Chunk dedup uses content hashing. Each chunk gets a SHA-256 hash. On re-index, the new chunk hashes are compared against the existing hashes for that file as sorted vectors, not hash sets. The original implementation used a HashSet, which collapses duplicate hashes. Two chunks with identical content would produce the same hash, making the set size smaller than the actual chunk count. A file with rearranged or duplicated code blocks could produce the same hash set despite different content. Sorted vector comparison preserves duplicates and ordering.
The schema moved from v4 to v5. The code_chunks and code_embeddings tables are created automatically on the next snif index run.
After shipping these changes, we ran Snif on its own PR. It posted a finding at 95% confidence claiming that get_embedded_chunk_id was a naming mismatch with get_embedded_chunk_ids. The singular form doesn’t exist in the codebase. The LLM had seen chunk_id in a SQL column and pattern-completed the method name from that column.

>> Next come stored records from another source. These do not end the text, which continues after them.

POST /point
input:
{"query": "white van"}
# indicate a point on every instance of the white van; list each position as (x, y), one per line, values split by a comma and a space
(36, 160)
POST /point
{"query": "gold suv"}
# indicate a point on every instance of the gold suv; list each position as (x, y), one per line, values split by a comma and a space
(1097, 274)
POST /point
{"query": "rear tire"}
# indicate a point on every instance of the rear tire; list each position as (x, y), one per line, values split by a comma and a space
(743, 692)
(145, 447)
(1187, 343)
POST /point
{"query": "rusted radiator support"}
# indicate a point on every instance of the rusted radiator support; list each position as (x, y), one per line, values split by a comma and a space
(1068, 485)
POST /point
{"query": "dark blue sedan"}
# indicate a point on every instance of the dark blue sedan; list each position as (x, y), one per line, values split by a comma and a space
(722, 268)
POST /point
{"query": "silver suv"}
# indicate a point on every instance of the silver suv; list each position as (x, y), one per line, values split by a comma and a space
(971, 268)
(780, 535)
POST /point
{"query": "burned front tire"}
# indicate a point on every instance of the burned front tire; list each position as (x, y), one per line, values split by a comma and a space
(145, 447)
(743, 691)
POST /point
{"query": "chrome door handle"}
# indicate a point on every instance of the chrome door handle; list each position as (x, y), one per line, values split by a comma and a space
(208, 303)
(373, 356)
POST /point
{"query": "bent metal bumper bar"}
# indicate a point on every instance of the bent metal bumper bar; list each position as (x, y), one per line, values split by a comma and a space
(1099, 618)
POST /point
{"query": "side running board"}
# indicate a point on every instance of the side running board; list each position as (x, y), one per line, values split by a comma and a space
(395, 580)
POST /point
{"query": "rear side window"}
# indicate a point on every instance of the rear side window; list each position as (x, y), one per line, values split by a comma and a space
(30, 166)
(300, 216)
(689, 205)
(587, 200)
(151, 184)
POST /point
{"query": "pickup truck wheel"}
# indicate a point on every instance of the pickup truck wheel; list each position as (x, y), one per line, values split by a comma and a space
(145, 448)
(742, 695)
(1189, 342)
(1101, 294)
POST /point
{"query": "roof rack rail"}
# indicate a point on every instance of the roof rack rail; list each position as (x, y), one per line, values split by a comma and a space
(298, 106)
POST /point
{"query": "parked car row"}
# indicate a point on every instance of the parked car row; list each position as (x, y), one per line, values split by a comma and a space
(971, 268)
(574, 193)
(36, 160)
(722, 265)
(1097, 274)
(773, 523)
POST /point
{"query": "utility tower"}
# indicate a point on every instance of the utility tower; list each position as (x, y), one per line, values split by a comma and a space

The existing pipeline had three validation steps: confidence threshold filtering, self-dismissal pattern detection, and deduplication. None of these check whether a finding’s evidence matches reality. A finding that cites a method name that doesn’t exist will pass all three if its confidence is above threshold, its language is assertive, and it’s the only finding at that location.
We added a fourth step. After filtering and before fingerprinting, verify_findings reads each finding’s referenced source file and searches for code identifiers extracted from the evidence:
fn verify_finding(finding: Finding, repo_root: &Path) -> Finding {
let file_path = repo_root.join(&finding.location.file);
let file_content = std::fs::read_to_string(&file_path)
.unwrap_or_default();
if is_evidence_found(&finding.evidence, &file_content) {
finding // Evidence verified, pass through unchanged
} else {
Finding {
confidence: (finding.confidence - EVIDENCE_MISMATCH_PENALTY).max(0.0),
..finding
}
}
}
The identifier extraction pulls backtick-quoted snippets and snake_case or camelCase identifiers from the evidence text. If any extracted identifier appears in the source file, the evidence is considered verified. One match is enough. The LLM might describe surrounding context inaccurately, but if the core identifier exists in the code, the finding is probably grounded.
If no identifiers can be extracted, which happens with vague evidence like “this code has a logic error,” the finding passes through unchanged. The penalty only applies when the pipeline can extract specific code references and those references don’t appear in the file. A finding at 0.95 that cites get_embedded_chunk_id in a file that only contains get_embedded_chunk_ids drops to 0.65, which falls below the 0.7 minimum threshold and gets filtered out.